Tuesday, October 11, 2011

Data Management and Machine Learning

Victor, Hogwild, Felix, Tuffy: Chris Re has been doing some very interesting work at the intersection of databases and machine learning at the University of Wisconsin. Victor proposes to support many kinds of learning tasks that can be solved using Stochastic Gradient Descent (SGD) in a traditional relational database. Victor provides a python interface to design your learning task and it is executed using the UDF mechanism available in the database. They show that it is not particularly hard to solve a variety of statistical problems with this infrastructure. As expected linear models, such as logistic regression can easily be implemented. The examples go on to show conditional random fields, min-cut, and factored models.

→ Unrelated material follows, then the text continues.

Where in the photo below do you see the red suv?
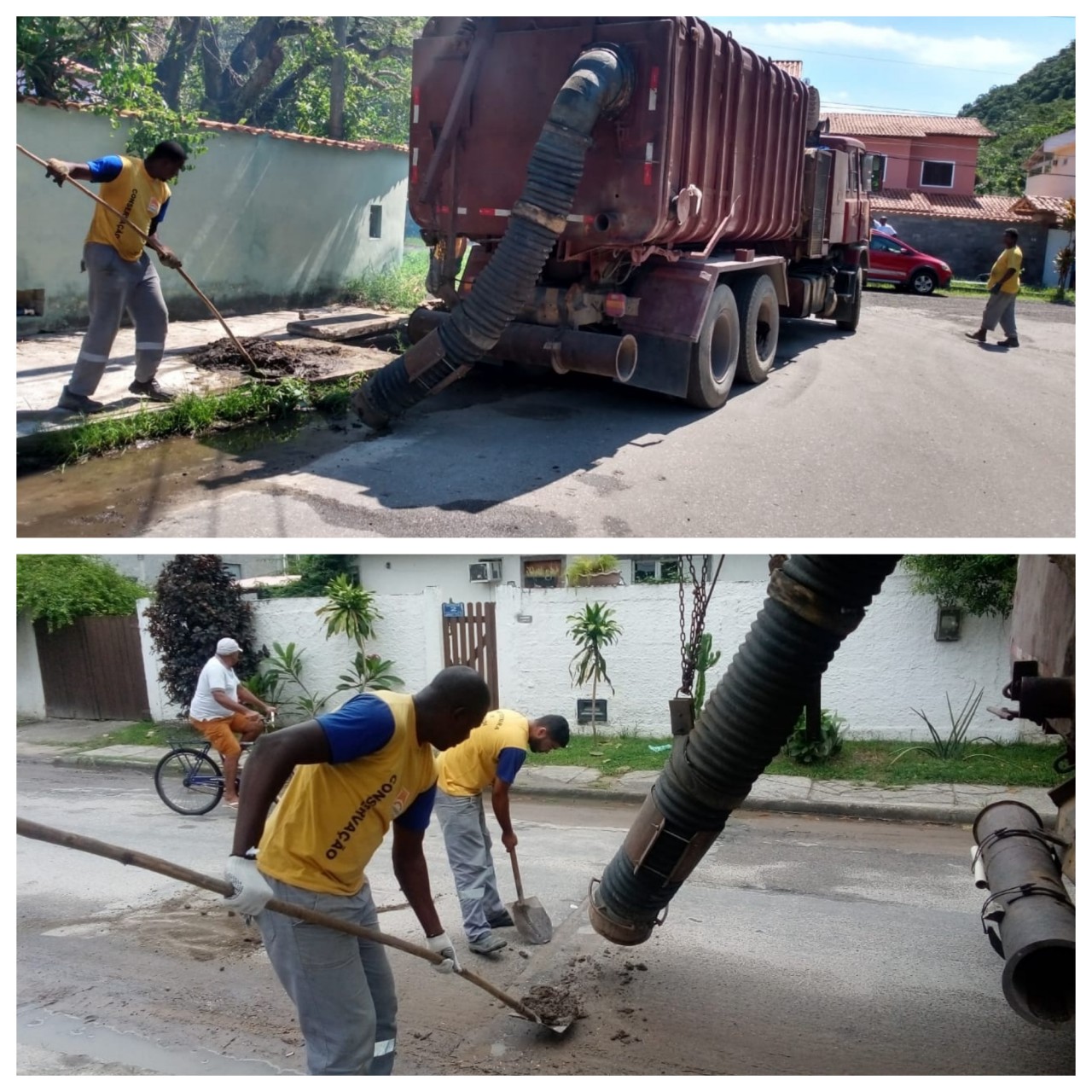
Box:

Felix is a relational optimizer for statistical inference. In particular, if you want to solve a Markov Logic Network based on data sitting in some database (say postgres), Felix is your guy. Check out this example. In a VLDB paper this year they describe a system called Tuffy -- one of the components that Felix uses. I haven't had to play with  Bayesian Networks or Graphical Models since my machine learning course back in grad school, so I can more easily see the applicability of regression and factored models compared with MLNs :-) Any pointers to applications where MLNs have been used successfully to solve big-data learning tasks will be much appreciated.

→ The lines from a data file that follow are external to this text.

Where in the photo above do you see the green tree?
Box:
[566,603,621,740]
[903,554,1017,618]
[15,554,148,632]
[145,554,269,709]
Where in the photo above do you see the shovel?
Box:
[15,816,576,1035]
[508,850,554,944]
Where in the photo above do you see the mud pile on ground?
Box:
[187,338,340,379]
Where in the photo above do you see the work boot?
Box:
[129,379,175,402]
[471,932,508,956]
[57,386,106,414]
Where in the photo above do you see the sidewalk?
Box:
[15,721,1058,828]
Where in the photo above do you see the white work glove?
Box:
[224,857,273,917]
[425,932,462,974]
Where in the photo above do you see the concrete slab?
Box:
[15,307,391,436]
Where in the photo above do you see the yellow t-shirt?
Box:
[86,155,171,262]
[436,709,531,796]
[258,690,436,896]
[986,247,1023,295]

A recent paper (HOGWILD) points out some very interesting results on parallelizing SGD algorithms. SGD is an incredibly convenient way to deal with large data sets while trying to learn statistical models. A particularly thorny issue of parallelizing an SGD algorithm is one of concurrent updates to a shared model from different threads. While standard techniques of locking and synchronization can be used to make sure updates to the model follow some serial order, they often end up being the critical performance bottleneck.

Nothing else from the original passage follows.